Angular-Google-Chart with Material Design Bar Charts
If you’re not familiar with Material Design, have you been living under a rock?! Just kidding. Material Design is a pretty recent initiative from Google to unify design principles across all of their public-facing technologies. Material Design is coming in some incarnation or other to Android, AngularJS, and even the Google Charts API. In this article I will cover how to use the two new charts with Angular-Google-Chart.
Material Design Comes to Google Charts
Material Design is a pretty big initiative, so it may not surprise you that it
is coming to the Google Charts API a little at a time. To start out, the Google
Charts team has added two new chart classes: google.charts.Bar
and
google.charts.Line
. If you are already familiar with the Charts API, you may
have noticed that the naming convention is different with these two new charts
(the old chart classes for these two chart types were google.visualization.BarChart
and google.visualization.LineChart
).
Along with the name change is a pair of new packages. Optional package loading in Angular-Google-Chart is handled by setting the content of an angular value, which is used to call the Google Api Loader. Check out the code snippet below to see an example of how to load both the new bar and line chart packages.
angular.module('myApp')
.value('googleChartApiConfig', {
version: '1.1',
optionalSettings: {
packages: ['line', 'bar'],
language: 'en'
}
});
ChartWrapper and the New Charts
Angular-Google-Chart makes use of google.visualization.ChartWrapper to handle the
drawing of any type of chart that the Charts API supports without having to do
anything from the directive’s end to handle the switching. On the API’s end of
things they somehow select a JavaScript object to handle building and drawing
your chart using the value passed as the chart type. In the existing charts this
would mean if you pass "Bar"
as the chart type the underlying chart will be a
google.visualization.BarChart
. If you want the Material Design version, you’ll
need to set this value to "google.charts.Bar"
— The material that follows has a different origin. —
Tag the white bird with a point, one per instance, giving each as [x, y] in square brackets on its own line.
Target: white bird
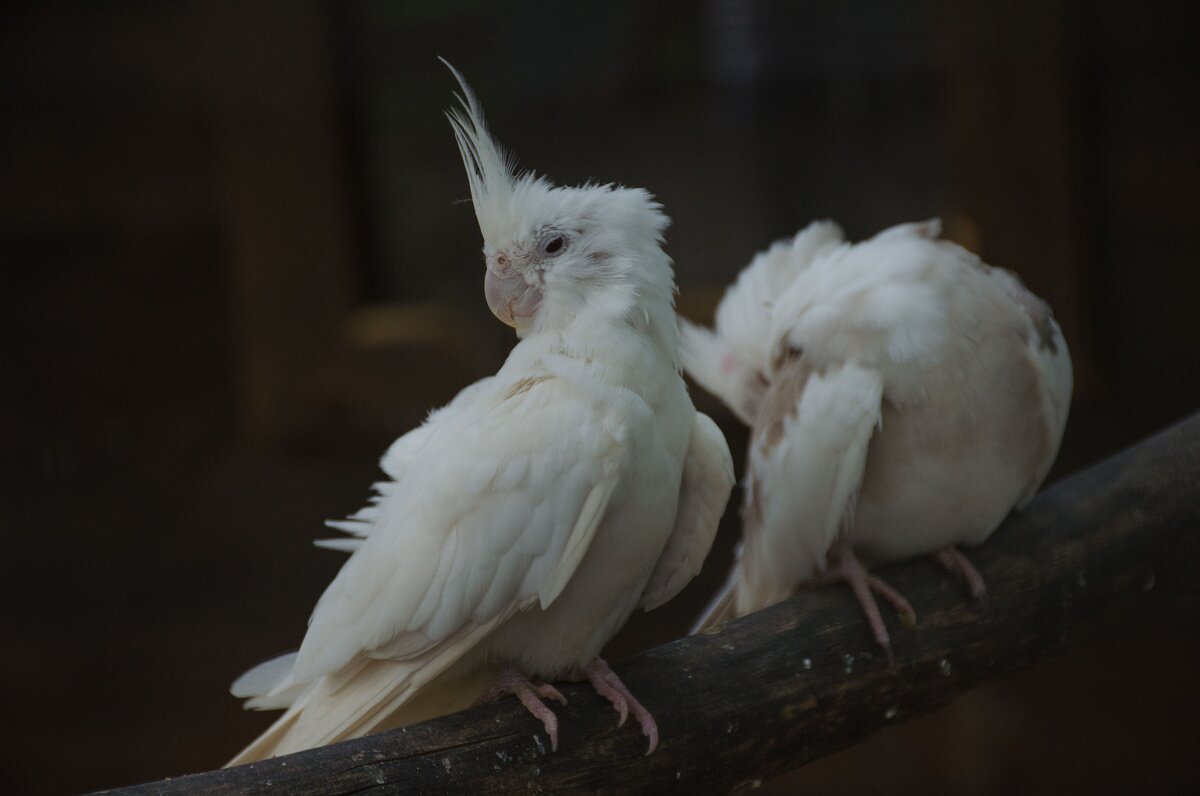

. Not nearly as pretty, but the
API for Material Design is not yet completely baked (my speculation would be that
later on we will be using google.charts.ChartWrapper
instead of
google.visualization.ChartWrapper
, but that’s just a guess).
So to create an Angular-Google-Chart with the Material Design Bar Chart, our object looks something like:
angular.module('myApp')
.controller('MainController', function($scope){
$scope.myChart = {
type: 'google.charts.Bar', // This is the important line.
options: {}, // Set up your chart
data: {} // Fill in your own data
};
});
For details on the options available for the new charts visit the API Documentation for Bar Charts and Line Charts.
Full Examples
To see all this in action, check out the pens below.
See the Pen Angular Google Chart Material Design by Nicholas Bering (@nbering) on CodePen.
See the Pen Angular Google Chart Material Design Line by Nicholas Bering (@nbering) on CodePen.
Words of Caution
This works right now. I have no idea how fixed the API is, and this stuff is pretty cutting-edge. Using Material Design with ChartWrapper isn’t even in the documentation yet. I personally treat this as something that could just stop working at any time, but it’s far enough along that if they do make breaking changes it should be easy enough to find a way to fix it.
So basically, don’t go using this for medical applications or to view readouts on a nuclear reactor. But if you just want some pretty charts, have at it! Let me know in the comments how this works out for you.